问题
I want to share a numpy array across multiple processes. The processes only read the data, so I want to avoid making copies. I know how to do it if I can start with a multiprocessing.sharedctypes.RawArray
and then create a numpy array using numpy.frombuffer
. But what if I am initially given a numpy array? Is there a way to initialize a RawArray with the numpy array's data without copying the data? Or is there another way to share the data across the processes without copying it?
回答1:
I also have some of your requirements: a) given a large numpy array, b) need to share it among a bunch of processes c) read-only etc. And, for this I have been using something along the lines of:
mynparray = #initialize a large array from a file
shrarr_base_ptr = RawArray(ctypes.c_double, len*rows*cols)

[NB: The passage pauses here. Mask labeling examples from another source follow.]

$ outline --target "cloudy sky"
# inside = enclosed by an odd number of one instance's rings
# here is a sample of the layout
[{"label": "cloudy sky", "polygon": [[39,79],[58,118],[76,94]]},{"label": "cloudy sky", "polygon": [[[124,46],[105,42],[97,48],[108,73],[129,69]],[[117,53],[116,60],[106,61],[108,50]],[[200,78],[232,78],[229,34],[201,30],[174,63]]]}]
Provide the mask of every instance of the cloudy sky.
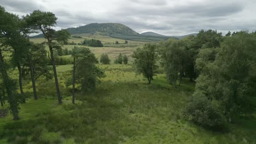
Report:
[{"label": "cloudy sky", "polygon": [[0,0],[8,11],[51,11],[56,29],[118,22],[135,31],[181,35],[201,29],[256,30],[255,0]]}]

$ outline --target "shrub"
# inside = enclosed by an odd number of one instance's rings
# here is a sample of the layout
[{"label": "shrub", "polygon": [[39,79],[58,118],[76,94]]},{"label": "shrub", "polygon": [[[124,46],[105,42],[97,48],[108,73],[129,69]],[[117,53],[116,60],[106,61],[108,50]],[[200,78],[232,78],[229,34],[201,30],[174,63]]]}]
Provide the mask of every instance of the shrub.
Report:
[{"label": "shrub", "polygon": [[125,55],[123,57],[123,61],[124,62],[124,64],[128,64],[128,57],[127,57],[126,55]]},{"label": "shrub", "polygon": [[119,55],[115,59],[114,63],[115,64],[122,64],[123,63],[123,56],[121,53],[119,53]]},{"label": "shrub", "polygon": [[100,62],[103,64],[110,64],[110,59],[108,58],[107,54],[103,53],[101,56],[101,58]]},{"label": "shrub", "polygon": [[198,95],[193,96],[191,102],[183,110],[184,118],[205,127],[216,128],[223,125],[224,116],[216,105],[203,94],[195,94]]}]

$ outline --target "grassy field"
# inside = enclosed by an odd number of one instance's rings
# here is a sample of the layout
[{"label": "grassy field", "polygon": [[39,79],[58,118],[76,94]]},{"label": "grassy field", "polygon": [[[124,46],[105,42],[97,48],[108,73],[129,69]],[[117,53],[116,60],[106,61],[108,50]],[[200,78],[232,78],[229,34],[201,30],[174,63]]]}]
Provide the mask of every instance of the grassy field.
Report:
[{"label": "grassy field", "polygon": [[[102,44],[113,44],[115,43],[116,41],[118,41],[119,44],[124,44],[125,43],[125,40],[123,39],[117,39],[117,38],[111,38],[108,36],[103,36],[103,35],[87,35],[87,34],[76,34],[75,35],[78,35],[78,36],[81,36],[83,38],[73,38],[71,37],[69,39],[69,42],[72,42],[73,41],[74,43],[80,43],[82,41],[84,41],[85,39],[98,39],[101,42]],[[45,41],[46,39],[44,38],[32,38],[30,39],[30,40],[35,43],[42,43],[43,41]],[[146,42],[143,42],[143,41],[132,41],[132,40],[127,40],[128,43],[130,44],[146,44]]]},{"label": "grassy field", "polygon": [[[64,47],[71,50],[73,46]],[[113,62],[119,53],[130,57],[139,46],[90,49],[98,58],[108,53]],[[54,80],[38,79],[38,100],[30,98],[31,83],[24,80],[28,98],[20,105],[21,119],[13,121],[10,113],[0,118],[0,143],[256,143],[256,112],[226,123],[222,132],[213,131],[182,118],[194,82],[184,79],[181,87],[174,88],[164,74],[159,74],[147,85],[145,78],[134,72],[130,61],[128,65],[98,66],[106,77],[95,93],[77,92],[75,105],[71,104],[71,88],[65,85],[72,65],[57,67],[62,105],[57,104]],[[18,79],[16,70],[9,73]],[[256,104],[256,99],[252,100]]]},{"label": "grassy field", "polygon": [[[189,101],[193,82],[185,80],[182,86],[174,88],[164,74],[159,74],[152,85],[147,85],[146,80],[136,75],[130,65],[99,67],[107,77],[95,93],[77,93],[75,105],[71,104],[71,93],[64,86],[65,72],[71,65],[57,67],[62,105],[57,105],[53,80],[43,82],[39,79],[40,99],[28,99],[20,105],[21,120],[12,121],[10,114],[0,119],[0,143],[256,142],[255,117],[238,118],[235,123],[227,124],[229,128],[222,133],[184,121],[181,111]],[[30,85],[25,85],[27,92],[31,91]]]}]

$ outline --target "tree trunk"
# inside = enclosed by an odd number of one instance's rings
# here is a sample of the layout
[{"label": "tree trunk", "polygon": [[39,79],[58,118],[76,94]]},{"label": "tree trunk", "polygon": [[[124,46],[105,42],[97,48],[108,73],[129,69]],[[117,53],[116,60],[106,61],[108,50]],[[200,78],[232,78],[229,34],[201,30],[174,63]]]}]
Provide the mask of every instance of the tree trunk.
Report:
[{"label": "tree trunk", "polygon": [[60,88],[59,87],[58,78],[57,77],[57,71],[56,70],[55,62],[54,61],[54,57],[53,53],[53,50],[50,44],[50,40],[48,39],[49,47],[50,49],[50,53],[51,56],[51,63],[53,65],[53,69],[54,71],[54,80],[55,81],[56,91],[57,92],[57,96],[58,97],[59,104],[62,104],[61,96],[60,92]]},{"label": "tree trunk", "polygon": [[30,75],[31,77],[31,81],[32,82],[32,87],[33,87],[33,92],[34,93],[34,99],[37,100],[38,99],[37,97],[37,89],[36,87],[36,81],[34,80],[34,67],[31,61],[31,59],[30,56],[28,56],[28,61],[30,62]]},{"label": "tree trunk", "polygon": [[1,97],[1,99],[0,100],[0,101],[1,101],[1,106],[3,106],[3,100],[2,99],[2,97]]},{"label": "tree trunk", "polygon": [[151,79],[150,77],[148,78],[148,84],[151,83]]},{"label": "tree trunk", "polygon": [[19,62],[18,63],[17,67],[19,70],[19,85],[20,86],[22,103],[26,103],[26,98],[25,97],[24,92],[23,91],[22,88],[22,70],[21,70],[21,67],[20,66],[20,63]]},{"label": "tree trunk", "polygon": [[9,77],[7,74],[7,70],[5,68],[6,67],[4,65],[3,57],[2,55],[2,52],[0,51],[0,71],[3,77],[3,81],[4,83],[5,87],[5,89],[7,92],[7,95],[8,96],[8,101],[10,104],[10,108],[11,111],[11,113],[13,116],[14,120],[18,120],[19,117],[19,110],[18,103],[16,101],[15,95],[14,94],[14,91],[15,88],[13,88],[12,85],[12,81]]},{"label": "tree trunk", "polygon": [[74,104],[74,100],[75,100],[75,95],[74,95],[74,89],[75,89],[75,58],[74,57],[74,62],[73,62],[73,80],[72,80],[72,104]]}]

shrarr_ptr = np.frombuffer(shrarr_base_ptr)
shrarr_ptr = mynparray
where in my case, mynparray is 3-D. As for the actual sharing, I used the following style and it works so far.
inq1 = Queue()
inq2 = Queue()
outq = Queue()
p1 = Process(target = myfunc1, args=(inq1, outq,))
p1.start()
inq1.put((shrarr_ptr, ))
p2 = Process(target = myfunc2, args=(inq2, outq,))
p2.start()
inq2.put((shrarr_ptr,))
inq1.close()
inq2.close()
inq1.join_thread()
inq2.join_thread()
....
回答2:
To my knowledge it is not possible to declare memory as shared after it was assigned to a specific process. Similar discussions can be found here and here (more suitable).
Let me quickly sketch the workaround you mentioned (starting with a RawArray
and get a numpy.ndarray
refference to it).
import numpy as np
from multiprocessing.sharedctypes import RawArray
# option 1
raw_arr = RawArray(ctypes.c_int, 12)
# option 2 (set is up, similar to some existing np.ndarray np_arr2)
raw_arr = RawArray(
np.ctypeslib.as_ctypes_type(np_arr2.dtype), len(np_arr2)
)
np_arr = np.frombuffer(raw_arr, dtype=np.dtype(raw_arr))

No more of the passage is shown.